Openfire Trusted Domain Authorization Issue

I have one openfire server (Openfire 3.10.0, Hyper-V, ubuntu server). I have 2 domains connected via VPN with trusted connection betwen them.

On 1st domain i created LOCAL DOMAIN group and include groups from 2nd domain. In openfire settings i share new group to roster of all other groups.

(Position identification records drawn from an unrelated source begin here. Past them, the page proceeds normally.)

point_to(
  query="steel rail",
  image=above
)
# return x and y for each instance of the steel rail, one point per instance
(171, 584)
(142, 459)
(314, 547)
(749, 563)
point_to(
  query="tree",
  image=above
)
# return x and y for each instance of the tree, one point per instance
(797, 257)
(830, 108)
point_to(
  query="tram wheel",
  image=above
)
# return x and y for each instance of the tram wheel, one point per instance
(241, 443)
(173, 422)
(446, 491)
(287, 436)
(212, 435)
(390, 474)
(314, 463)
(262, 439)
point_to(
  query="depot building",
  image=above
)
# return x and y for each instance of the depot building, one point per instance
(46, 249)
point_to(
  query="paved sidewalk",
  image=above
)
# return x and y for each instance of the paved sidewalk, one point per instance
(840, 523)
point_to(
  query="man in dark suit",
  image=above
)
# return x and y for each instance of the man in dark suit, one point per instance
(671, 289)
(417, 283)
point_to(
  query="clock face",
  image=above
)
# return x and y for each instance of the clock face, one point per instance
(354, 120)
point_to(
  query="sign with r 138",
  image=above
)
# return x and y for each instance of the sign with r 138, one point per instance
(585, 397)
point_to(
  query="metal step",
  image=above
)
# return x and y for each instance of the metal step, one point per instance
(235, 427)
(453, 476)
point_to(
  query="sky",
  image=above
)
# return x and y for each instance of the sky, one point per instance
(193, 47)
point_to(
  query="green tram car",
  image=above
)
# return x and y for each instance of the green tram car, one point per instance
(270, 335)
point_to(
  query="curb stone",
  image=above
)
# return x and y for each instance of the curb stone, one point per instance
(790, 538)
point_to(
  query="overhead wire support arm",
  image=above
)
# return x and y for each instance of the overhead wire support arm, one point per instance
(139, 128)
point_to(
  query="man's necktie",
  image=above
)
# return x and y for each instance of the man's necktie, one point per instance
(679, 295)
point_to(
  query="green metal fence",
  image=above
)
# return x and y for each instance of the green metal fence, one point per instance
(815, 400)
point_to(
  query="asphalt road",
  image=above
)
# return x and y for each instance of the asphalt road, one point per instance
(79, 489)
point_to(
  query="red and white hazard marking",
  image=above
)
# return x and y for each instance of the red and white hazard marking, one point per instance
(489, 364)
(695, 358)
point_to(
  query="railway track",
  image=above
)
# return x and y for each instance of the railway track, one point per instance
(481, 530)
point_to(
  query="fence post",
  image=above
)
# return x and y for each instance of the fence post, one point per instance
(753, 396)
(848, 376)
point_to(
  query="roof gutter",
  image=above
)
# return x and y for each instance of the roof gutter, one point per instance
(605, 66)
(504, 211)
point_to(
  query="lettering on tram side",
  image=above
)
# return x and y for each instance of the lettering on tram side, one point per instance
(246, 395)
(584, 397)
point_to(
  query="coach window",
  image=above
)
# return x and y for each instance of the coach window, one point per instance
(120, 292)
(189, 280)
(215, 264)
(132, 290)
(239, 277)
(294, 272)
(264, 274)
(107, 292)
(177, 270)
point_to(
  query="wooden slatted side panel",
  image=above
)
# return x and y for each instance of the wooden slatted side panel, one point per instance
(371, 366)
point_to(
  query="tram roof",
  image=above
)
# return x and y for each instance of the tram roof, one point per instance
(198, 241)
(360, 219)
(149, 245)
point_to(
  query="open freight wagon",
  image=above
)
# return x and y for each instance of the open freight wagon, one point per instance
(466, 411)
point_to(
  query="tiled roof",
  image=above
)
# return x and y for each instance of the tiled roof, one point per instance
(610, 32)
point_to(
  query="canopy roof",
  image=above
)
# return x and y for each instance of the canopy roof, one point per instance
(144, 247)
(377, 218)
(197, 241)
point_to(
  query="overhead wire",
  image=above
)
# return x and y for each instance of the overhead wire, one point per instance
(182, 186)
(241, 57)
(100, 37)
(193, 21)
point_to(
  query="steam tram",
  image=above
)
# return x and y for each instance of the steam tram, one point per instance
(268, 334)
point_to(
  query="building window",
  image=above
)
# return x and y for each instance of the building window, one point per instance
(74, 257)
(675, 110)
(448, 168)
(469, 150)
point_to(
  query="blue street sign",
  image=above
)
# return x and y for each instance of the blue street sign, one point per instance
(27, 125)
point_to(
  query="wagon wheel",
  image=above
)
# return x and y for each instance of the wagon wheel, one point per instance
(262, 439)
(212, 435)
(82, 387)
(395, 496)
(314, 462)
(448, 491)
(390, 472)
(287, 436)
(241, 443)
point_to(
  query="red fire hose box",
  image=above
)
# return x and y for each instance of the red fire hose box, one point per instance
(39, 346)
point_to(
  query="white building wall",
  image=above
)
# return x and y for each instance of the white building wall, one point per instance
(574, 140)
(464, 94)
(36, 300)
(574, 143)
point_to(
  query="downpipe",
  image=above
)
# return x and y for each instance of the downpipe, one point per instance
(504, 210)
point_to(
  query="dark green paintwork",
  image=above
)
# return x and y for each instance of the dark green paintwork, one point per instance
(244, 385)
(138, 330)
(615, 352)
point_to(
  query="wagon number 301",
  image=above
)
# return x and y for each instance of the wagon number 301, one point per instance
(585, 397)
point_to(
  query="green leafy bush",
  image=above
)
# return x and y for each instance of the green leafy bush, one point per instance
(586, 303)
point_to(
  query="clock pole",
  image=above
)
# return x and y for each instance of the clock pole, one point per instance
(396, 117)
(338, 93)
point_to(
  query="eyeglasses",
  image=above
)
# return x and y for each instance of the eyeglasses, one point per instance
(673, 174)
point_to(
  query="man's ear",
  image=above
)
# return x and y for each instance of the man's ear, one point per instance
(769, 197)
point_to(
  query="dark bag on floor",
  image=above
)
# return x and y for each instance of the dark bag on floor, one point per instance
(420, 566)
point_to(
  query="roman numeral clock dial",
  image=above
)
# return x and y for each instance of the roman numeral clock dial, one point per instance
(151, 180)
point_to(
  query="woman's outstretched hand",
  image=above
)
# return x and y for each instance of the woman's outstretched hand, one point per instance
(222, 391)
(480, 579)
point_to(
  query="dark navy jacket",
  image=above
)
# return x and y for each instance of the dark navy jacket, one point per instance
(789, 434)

On 2nd domain i CAN connect with spark to 1st domain with 2nd domain user. I CAN send messages both side. But user on 2nd domain not visible online in roster of 1st domain users. And not even its group is visible. But in 2nd domain roster all of users and groups are visible and online status.

What i missed in configuration?

There is related

ldap.autoFollowAliasReferrals true

ldap.autoFollowReferrals false

ldap.baseDN OU=usr,OU=organization,DC=domain,DC=com (2nd domain group in this OU)

ldap.connectionPoolEnabled true

ldap.encloseDNs true

ldap.groupSearchFilter (objectCategory=Group) (Domain Controller IP)

ldap.port 389

ldap.posixMode false

ldap.searchFilter (objectClass=user)(objectCategory=person)(!(userAccountControl:1.2.840.113556.1 .4.803:=2))

ldap.sslEnabled false

ldap.usernameField sAMAccountName

My big mistake! I cant login with 2nd domain user on 1st domain.